ここで、燃料極4に供給された燃料が燃料極4から固体電解質膜2を矢印A1方向に透過して酸化剤極3にリークする場合を考える。酸化剤極3の外層部6では、酸化剤極3の外層部6に供給された酸化剤含有ガス(酸素含有ガス)がリッチで過剰であるため、酸化剤極3の外層部6では電極電位が相対的に高いと考えられる。これに対して酸化剤極3の内層部8では、酸化剤極3の外層部6に供給された酸素が内層部8に矢印B方向に透過することは、ガス遮蔽性が高い透過抵抗部7で制限されている。故に、酸化剤極3の内層部8では酸素が欠乏していると共に、燃料極4から固体電解質膜2を透過して酸化剤極3側にリークした水素が内層部8において過剰に存在すると考えられる。従って酸化剤極3の内層部8の電極電位は水素電極の電極電位に近づいて、相対的に低いと考えられる。

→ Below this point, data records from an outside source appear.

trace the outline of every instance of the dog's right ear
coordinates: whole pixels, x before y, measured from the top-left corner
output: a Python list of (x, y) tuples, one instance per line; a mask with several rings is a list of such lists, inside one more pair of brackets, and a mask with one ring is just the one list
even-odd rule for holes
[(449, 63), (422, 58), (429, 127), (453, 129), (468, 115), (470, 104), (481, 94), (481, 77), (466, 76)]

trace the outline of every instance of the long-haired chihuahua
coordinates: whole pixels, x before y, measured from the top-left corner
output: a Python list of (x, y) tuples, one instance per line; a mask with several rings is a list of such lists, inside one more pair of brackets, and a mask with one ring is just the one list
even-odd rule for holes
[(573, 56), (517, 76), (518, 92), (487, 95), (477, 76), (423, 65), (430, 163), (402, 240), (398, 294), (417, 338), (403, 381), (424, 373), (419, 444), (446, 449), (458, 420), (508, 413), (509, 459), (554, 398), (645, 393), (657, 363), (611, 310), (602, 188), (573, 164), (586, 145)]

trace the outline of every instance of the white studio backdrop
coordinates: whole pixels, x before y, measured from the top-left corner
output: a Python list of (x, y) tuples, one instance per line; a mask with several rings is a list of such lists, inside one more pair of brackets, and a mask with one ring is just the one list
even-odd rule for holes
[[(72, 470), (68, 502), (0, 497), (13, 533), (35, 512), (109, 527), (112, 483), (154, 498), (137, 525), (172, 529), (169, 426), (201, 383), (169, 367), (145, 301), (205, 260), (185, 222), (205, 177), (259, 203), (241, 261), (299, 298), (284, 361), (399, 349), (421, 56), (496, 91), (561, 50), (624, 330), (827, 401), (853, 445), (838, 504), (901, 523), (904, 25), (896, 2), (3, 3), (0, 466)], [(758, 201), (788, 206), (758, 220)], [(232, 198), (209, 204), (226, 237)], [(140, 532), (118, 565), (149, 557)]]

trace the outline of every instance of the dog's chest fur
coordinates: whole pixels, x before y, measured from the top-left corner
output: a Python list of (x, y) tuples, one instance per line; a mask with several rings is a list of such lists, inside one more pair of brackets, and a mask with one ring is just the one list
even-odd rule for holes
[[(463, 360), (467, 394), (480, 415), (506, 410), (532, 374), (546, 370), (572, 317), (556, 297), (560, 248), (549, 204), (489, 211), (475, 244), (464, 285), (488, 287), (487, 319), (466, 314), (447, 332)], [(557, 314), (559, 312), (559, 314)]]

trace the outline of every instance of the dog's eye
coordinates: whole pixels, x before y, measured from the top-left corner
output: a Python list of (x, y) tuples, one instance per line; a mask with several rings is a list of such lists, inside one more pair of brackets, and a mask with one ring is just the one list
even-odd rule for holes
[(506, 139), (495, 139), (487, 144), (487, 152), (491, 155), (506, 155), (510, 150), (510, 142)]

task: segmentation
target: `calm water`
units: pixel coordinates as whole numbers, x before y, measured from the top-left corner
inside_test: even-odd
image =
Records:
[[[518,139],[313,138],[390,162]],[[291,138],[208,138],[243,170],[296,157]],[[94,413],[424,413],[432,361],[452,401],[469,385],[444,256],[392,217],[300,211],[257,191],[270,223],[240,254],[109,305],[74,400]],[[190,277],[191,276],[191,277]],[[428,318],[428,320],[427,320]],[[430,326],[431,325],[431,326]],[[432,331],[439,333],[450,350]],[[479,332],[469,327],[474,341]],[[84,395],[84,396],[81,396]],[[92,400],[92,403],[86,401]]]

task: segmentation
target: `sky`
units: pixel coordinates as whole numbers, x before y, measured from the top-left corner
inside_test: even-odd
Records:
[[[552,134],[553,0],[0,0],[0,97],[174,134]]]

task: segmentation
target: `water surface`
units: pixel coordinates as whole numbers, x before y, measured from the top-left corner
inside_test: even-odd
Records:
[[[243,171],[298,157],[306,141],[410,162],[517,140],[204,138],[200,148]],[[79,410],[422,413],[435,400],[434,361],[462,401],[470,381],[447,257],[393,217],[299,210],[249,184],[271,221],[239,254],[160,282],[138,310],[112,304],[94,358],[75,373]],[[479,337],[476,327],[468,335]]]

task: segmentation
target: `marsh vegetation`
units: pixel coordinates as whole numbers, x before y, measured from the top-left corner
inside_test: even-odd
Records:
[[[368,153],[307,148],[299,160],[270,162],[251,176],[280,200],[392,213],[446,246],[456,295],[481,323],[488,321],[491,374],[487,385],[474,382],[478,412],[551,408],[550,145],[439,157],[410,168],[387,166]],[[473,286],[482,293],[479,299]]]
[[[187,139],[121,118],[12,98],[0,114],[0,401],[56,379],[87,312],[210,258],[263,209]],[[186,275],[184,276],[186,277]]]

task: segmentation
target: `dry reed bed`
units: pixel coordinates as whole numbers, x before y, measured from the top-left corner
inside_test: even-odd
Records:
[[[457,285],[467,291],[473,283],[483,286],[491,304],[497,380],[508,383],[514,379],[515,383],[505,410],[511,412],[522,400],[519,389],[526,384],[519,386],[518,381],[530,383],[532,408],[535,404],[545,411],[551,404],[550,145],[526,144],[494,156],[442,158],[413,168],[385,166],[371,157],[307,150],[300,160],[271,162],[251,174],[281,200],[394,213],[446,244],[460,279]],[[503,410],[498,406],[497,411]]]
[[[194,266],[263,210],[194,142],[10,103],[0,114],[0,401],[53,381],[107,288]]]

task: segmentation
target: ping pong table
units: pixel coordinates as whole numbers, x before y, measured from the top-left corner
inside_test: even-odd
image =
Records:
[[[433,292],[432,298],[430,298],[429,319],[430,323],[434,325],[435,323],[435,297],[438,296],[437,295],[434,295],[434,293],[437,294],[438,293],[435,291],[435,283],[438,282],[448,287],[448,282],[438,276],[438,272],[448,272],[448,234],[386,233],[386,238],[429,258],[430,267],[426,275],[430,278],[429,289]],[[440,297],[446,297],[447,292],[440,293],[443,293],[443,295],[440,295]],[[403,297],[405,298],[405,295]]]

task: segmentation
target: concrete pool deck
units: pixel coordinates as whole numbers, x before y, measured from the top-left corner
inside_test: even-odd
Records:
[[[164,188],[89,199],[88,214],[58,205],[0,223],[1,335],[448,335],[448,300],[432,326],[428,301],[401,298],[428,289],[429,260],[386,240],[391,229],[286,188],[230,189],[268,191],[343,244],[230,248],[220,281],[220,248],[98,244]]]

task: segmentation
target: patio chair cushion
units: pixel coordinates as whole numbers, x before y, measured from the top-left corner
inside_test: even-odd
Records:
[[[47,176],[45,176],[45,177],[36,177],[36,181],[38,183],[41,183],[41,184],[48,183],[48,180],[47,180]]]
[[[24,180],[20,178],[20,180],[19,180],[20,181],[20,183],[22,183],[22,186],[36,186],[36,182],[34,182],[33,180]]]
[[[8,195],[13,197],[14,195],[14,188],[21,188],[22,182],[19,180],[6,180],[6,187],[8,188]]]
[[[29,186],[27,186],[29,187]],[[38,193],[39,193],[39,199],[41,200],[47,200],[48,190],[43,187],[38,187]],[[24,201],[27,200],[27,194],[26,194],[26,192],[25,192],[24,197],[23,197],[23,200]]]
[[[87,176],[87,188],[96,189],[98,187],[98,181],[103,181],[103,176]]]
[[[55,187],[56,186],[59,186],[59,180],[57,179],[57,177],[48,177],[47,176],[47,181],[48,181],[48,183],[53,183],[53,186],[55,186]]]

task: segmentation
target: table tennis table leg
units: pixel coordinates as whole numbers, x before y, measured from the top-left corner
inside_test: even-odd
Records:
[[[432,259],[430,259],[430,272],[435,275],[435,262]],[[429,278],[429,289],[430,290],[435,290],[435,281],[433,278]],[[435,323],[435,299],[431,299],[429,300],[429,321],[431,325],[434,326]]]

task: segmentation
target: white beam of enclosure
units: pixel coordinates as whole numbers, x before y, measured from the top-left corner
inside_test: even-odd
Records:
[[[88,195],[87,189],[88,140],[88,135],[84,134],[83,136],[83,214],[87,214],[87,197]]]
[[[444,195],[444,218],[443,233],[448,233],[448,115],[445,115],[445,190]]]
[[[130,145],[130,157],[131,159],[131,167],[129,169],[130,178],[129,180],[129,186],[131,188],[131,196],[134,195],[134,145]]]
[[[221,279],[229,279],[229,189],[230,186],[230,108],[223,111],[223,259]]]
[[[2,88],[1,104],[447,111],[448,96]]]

すなわち、酸化剤極3の外層部6は電極電位が内層部8よりも相対的に高く、酸化剤極3の内層部8の電極電位は外層部6よりも相対的に低いと考えられる。
透過抵抗部7は、酸化剤含有ガス等のガス透過に対して抵抗性(ガス遮蔽性)を有する他に、電子伝導性を有するため、酸化剤極3を構成する電位が相対的に高い外層部6と、電位が相対的に低い内層部8とを電気的に導通させ、これにより閉回路を形成することができる。
この結果、酸化剤極3の内層部8の電極電位は、これの静止電位から正の方向の電位となるように、これの静止電位に対して電気化学的に分極され、水素を酸化させる酸化能力が高くなる。よって燃料極4から固体電解質膜2を矢印A1方向に透過して内層部8に移行してきた水素を、酸化させてプロトン(H+)とすることができる。すなわち、燃料極4から固体電解質膜2を透過してリークした水素ガスを、水素ガスとして酸化剤極3において存在させるのではなく、プロトン(H+)として酸化剤極3において存在させることができる。
ここで、燃料極4から固体電解質膜2を透過して酸化剤極3側に移行してくる水素が酸化されて生成されたプロトン(H+)は、酸化剤極3のプロトン伝導性をもつ透過抵抗部7を外層部6に向けて矢印A2方向に伝導する。そしてプロトン(H+)は、電子を受け取り、酸化剤極3に存在する触媒作用により、酸化剤極3の外層部6に供給された酸素と反応して水を生成する。
以上のようにして燃料極4から、固体電解質膜2を透過して酸化剤極3にリークしてくる水素と、外層部6に供給された酸素との混合を抑えることができる。このように燃料電池の内部での水素と酸素との混合が防止されることにより、ガス燃焼、発熱、過酸化水素やラジカルなどの化学的活性種の発生を抑制でき、固体電解質膜の劣化を抑制でき、燃料電池の長寿命化を図ることができる。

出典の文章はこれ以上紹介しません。